I glad she’s free of double incontinence, anxiety, sat in a chair all day. I just wanted to care for her and love her even though she didn’t love me.
Peter
Hi
Dementia is such a terrible thing I’m sure she did love you
It is awful trying to fill your day I just sit with the tv or the radio on
My husband Was told he had cancer in 2020 and passed away in 2023 after going through all the different treatments and I miss him terribly
Sue
Of course its not weird we all feel the same, thats what I love most about this forum you learn that all the feelings you have in all the different stages of grief is perfectly normal and you are not the only one feeling those things, I am 17mths into this journey and though I may not be on here as much as was at the beginning it still feels better when I do and after all its kind of only fair that we still come on to help & encourage others who may be at the start of the journey. I know for me as long as I have all my faculties I will always use this forum xxx
Hello @Pam14 . Thank you for the reply. I have to believe there was something left in her that had affection for me. At least we had a reasonable relationship in the care home.
I’m so very sorry that your dear husband suffered for long 3 years. It all leaves such a hole in our lives. Obviously Bridget wasn’t expected to live very long after the diagnosis in
2017 ( average 5 years apparently) but she lasted till 2023, and during the Covid years. She was loved in the care home and loved by me.
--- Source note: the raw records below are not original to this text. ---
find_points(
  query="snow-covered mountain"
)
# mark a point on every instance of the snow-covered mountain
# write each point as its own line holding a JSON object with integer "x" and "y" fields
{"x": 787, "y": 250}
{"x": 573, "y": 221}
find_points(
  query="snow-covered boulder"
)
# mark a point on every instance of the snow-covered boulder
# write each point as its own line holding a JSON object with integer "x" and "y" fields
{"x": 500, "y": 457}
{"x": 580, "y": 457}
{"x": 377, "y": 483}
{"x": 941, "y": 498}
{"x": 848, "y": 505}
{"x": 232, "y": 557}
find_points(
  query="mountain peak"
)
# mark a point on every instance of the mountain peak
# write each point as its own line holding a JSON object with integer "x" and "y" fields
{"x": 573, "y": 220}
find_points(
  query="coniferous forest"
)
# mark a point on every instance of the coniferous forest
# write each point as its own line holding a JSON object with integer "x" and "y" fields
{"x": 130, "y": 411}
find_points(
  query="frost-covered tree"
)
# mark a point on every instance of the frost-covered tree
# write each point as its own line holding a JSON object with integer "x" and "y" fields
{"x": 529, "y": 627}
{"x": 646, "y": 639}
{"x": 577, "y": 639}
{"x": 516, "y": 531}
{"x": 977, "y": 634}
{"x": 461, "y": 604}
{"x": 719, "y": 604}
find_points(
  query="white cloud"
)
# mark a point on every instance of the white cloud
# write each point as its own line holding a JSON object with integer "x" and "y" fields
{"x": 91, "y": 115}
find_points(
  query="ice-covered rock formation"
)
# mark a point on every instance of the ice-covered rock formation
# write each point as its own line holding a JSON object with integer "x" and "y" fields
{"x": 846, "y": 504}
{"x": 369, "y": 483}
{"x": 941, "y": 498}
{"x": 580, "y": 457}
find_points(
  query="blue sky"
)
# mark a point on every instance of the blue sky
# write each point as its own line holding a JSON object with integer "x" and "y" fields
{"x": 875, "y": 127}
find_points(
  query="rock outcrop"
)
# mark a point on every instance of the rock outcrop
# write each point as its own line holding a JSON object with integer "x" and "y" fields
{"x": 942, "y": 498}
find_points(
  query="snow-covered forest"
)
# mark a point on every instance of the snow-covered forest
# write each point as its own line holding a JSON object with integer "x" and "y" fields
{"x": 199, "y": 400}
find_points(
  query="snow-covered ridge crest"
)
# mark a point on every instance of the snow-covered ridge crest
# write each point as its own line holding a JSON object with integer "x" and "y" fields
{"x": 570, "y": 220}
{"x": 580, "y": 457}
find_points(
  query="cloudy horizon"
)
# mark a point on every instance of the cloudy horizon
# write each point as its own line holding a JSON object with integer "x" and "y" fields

I don’t miss the random bizarre behaviour of dementia, I miss my articulate, funny, capable and caring Bridget.
Losing your parents within two years and then your life partner - I am so sorry for your losses.
I agree, you can never get over it! The best I can do is try to take one day at a time and hope to balance the beautiful memories and the pain in the long run so that life will be more bearable. My angel passed away just a day after yours, 2nd May 2023 he went to work and had a heart attack and never came home. What happened on that day keeps playing on my mind over and over again it’s so painful to think that he was all alone suffering in his last moments without me there by his side. I talk to him every morning, afternoon and night feeling he is beside me 24/7 and the thought helps me to get through each day.
I will carry on working as long as I am able to…I am just sorry that my angel’s life was cut short before he had a chance to put his feet up after years and years of hard work.
Please take care xx
I am sorry to say that it’s been rumoured that the pensionable age may increase from 66. However, unconfirmed so finger-crossed it’s just a horrible rumour!
Missing him seems to be the first thing that hits me every morning around 5-6 a.m.
big hugs
I’m not getting mine till I’m 67 which is bad enough .
Nearly 10 years away
My husband died may 2023. He was 67 and went to work one day and had a massive heart attack and died instantly. A nurse tried to resuscitate him but he was gone. We were married 40 years. I remember the police coming round to tell me every single day. I lost my soul mate, my best friend.
So sorry for your loss x
That must have been so hard out of the blue like that, I can’t imagine being told that news, what a shock it must have been ! We were prepared for it, wouldn’t say it was easier but at least my husband could plan what he wanted for his funeral and who was getting what of his rings etc, divided amongst the grandchildren, which he gave them while he was still able, later he was bedridden !
It was such a short time from diagnosis to him passing, 5 months xx
My partner died 13 weeks ago. He went to our holiday home for a little break. I tried to phone him and had no reply. My son went there and found him, he had already gone. He was 61!! This sad emptiness is beyond anything I thought possible.
Hi everyone.
It’s 8am and I’m sat here in floods of tears - again. Why does this happen every morning. I love and miss my Bill so much I just feeI I can’t go on like this.
I don’t want a “new life”. I want my old life back and I know I can’t have it
I know we’re all in the same boat and I hate going on about how I feel. I just don’t know what to do any more.